How to bring this informal sphere into formal education was the theme of the workshop, though we didn't get many answers. The more you bring constraints or assessment criteria, the more you seem to lose the agency that feeds motivation. The maker movement uses technology in the service of problem solving and embraces iterative design thinking. Central to this is the ability to 'fail fast.' How do you design the ability to fail into formal units of study? When students' time is at a premium, as well as staff's, how do you find the space for tinkering and trial-and-error? And where, within prescribed assessment criteria, is there space for students to follow their interests? No wonder there are no pat answers.

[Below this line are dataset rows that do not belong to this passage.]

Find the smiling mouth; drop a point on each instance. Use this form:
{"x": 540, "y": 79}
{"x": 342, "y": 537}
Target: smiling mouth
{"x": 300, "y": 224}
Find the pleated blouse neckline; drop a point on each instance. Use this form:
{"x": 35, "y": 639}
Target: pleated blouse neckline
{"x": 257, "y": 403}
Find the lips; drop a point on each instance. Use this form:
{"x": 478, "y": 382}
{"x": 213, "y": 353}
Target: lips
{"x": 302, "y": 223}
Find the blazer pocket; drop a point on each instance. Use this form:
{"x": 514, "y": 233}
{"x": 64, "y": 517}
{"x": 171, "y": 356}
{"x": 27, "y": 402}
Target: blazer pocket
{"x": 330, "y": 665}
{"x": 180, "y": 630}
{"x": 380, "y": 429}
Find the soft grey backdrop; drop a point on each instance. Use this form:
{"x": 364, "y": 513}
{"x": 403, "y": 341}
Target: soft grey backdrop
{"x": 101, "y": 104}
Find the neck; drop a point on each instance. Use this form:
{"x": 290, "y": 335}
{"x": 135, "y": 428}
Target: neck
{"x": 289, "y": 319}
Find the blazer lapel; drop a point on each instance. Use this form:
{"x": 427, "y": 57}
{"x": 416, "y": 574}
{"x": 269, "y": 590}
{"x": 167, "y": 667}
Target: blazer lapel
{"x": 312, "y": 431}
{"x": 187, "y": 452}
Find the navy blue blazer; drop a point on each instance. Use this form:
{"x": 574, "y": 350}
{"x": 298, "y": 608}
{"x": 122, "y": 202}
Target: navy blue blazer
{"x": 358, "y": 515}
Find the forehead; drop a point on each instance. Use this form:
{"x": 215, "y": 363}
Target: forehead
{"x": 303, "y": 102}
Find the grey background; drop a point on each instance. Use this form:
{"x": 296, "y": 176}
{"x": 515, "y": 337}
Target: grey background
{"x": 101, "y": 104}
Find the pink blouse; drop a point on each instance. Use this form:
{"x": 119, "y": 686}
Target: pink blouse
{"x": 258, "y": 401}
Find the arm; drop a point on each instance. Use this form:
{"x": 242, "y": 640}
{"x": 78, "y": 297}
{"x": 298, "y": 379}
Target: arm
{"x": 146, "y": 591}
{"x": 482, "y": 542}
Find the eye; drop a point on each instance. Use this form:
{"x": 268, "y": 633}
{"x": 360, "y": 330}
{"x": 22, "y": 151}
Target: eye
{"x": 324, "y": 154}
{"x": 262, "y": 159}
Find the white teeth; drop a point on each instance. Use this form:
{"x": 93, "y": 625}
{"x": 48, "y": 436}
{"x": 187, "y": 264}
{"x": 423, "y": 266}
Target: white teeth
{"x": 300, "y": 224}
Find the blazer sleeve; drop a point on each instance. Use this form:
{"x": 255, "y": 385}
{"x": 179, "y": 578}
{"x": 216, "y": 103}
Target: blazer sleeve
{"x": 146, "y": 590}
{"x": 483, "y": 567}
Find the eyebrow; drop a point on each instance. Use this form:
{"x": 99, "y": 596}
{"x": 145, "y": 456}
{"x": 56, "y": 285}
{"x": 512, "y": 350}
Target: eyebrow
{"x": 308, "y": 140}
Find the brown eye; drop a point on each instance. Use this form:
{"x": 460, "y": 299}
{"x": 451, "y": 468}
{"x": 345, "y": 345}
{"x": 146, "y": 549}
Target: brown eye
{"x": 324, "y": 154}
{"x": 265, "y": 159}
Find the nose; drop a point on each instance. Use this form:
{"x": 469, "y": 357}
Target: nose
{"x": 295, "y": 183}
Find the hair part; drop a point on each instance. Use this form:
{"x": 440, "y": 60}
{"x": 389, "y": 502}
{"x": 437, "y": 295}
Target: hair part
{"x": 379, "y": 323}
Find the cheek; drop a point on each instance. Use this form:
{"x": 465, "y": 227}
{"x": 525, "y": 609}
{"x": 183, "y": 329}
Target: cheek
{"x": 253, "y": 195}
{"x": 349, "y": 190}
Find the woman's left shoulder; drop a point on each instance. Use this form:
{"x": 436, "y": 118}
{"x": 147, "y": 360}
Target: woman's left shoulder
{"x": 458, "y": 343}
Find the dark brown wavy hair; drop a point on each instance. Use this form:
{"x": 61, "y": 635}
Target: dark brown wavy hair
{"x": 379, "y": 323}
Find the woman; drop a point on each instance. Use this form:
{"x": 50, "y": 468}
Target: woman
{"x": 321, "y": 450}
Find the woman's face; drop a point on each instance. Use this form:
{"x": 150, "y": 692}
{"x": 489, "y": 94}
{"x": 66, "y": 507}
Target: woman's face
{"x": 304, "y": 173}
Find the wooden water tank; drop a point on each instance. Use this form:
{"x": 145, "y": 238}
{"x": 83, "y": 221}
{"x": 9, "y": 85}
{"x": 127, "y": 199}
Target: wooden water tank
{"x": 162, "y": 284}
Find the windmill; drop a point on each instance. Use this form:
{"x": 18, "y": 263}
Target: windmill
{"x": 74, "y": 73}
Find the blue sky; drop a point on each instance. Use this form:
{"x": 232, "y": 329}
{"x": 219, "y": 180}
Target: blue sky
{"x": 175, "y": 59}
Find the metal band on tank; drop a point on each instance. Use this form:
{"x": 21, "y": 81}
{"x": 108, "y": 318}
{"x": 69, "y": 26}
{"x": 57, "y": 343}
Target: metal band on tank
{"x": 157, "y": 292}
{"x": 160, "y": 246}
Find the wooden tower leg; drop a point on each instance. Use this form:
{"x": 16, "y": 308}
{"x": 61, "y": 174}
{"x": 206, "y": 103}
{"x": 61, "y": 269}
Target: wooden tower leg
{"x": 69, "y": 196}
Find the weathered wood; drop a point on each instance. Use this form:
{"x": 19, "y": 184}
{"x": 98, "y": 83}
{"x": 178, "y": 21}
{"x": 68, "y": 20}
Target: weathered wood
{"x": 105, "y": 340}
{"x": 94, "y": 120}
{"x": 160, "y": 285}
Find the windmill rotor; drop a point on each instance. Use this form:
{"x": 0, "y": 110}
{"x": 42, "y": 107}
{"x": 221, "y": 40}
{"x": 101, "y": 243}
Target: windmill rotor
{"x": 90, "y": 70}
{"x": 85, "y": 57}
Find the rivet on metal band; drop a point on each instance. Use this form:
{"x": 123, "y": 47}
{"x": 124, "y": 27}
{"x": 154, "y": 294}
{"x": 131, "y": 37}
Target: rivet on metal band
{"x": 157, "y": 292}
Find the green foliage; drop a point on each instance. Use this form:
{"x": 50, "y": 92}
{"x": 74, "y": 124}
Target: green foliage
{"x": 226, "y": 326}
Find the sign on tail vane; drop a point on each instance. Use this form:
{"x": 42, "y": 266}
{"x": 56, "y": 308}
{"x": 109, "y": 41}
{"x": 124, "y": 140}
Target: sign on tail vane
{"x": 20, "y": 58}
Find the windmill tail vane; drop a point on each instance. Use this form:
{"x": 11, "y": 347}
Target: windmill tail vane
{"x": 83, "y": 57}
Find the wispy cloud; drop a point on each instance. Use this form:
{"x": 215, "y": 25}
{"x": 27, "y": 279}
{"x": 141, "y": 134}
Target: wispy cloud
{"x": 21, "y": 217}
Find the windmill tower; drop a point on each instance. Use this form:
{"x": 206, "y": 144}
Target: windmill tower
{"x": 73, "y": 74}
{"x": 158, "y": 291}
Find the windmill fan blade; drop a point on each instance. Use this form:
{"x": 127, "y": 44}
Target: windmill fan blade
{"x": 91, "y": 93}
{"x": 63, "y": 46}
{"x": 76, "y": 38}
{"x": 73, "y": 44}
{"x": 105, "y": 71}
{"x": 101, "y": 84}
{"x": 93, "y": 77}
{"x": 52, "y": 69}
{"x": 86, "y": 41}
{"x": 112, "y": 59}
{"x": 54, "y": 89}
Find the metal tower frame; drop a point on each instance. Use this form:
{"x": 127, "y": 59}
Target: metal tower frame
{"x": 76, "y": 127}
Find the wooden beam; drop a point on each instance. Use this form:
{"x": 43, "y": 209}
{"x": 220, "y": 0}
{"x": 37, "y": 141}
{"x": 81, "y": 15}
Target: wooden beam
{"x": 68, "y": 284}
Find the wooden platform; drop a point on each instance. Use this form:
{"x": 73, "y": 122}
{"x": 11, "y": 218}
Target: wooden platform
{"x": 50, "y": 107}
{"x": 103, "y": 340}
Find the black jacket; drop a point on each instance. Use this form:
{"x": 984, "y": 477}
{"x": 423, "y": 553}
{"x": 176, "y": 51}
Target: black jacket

The maker movement is about an open space, not a packaged and well-worn trail to prescribed knowledge. I think it is as much about ways of thinking and processes rather than declarative knowledge. It is still about knowledge insofar as it is an application of it to a practical problem.
An acknowledged weakness was that this type of project did not 'systematize' or 'standardize' knowledge, though I would suggest that there is room for a variety of approaches to learning that cover both declarative knowledge and the more procedural knowledge or ways of thinking supported by working on an open-ended task. The maker movement and its close relative, project-based learning, allow the student to change their identity to that of a 'doer' and insider in their area of study, rather than a passive consumer, outside the experts' circle.
There were some interesting examples of projects in this area by participants in the workshop: a 'dev camp' of five days in which students work to a brief to create a solution together. Another participant talked about how her students in a traditionally African-American female university are scaffolded in an introductory algorithms class by collecting, sharing and cooking family recipes as an 'in' to the way of thinking about constructing algorithms. This was an example of how lived experience of students, what a participant called 'the funds of knowledge,' can be introduced to activities. The workshop leaders were working with teachers who are collaborating with their students to create curriculum for maths class using video-based content, replacing static textbooks. At the core is often a physicality, activation of existing knowledge and empowerment of learners to build a new identity.
There was some short discussion of how a 'maker' approach may privilege some students over others, be they high achievers or male students who may have a preference for construction over abstract ideas. My response is an 'it depends.' I think there are as many approaches to bringing the 'maker' into formal education that allows it to mould to your needs - and the level of scaffolding or student support can also be adjusted - though how that can be adjusted for a range of abilities and knowledge levels in a large class is a challenge.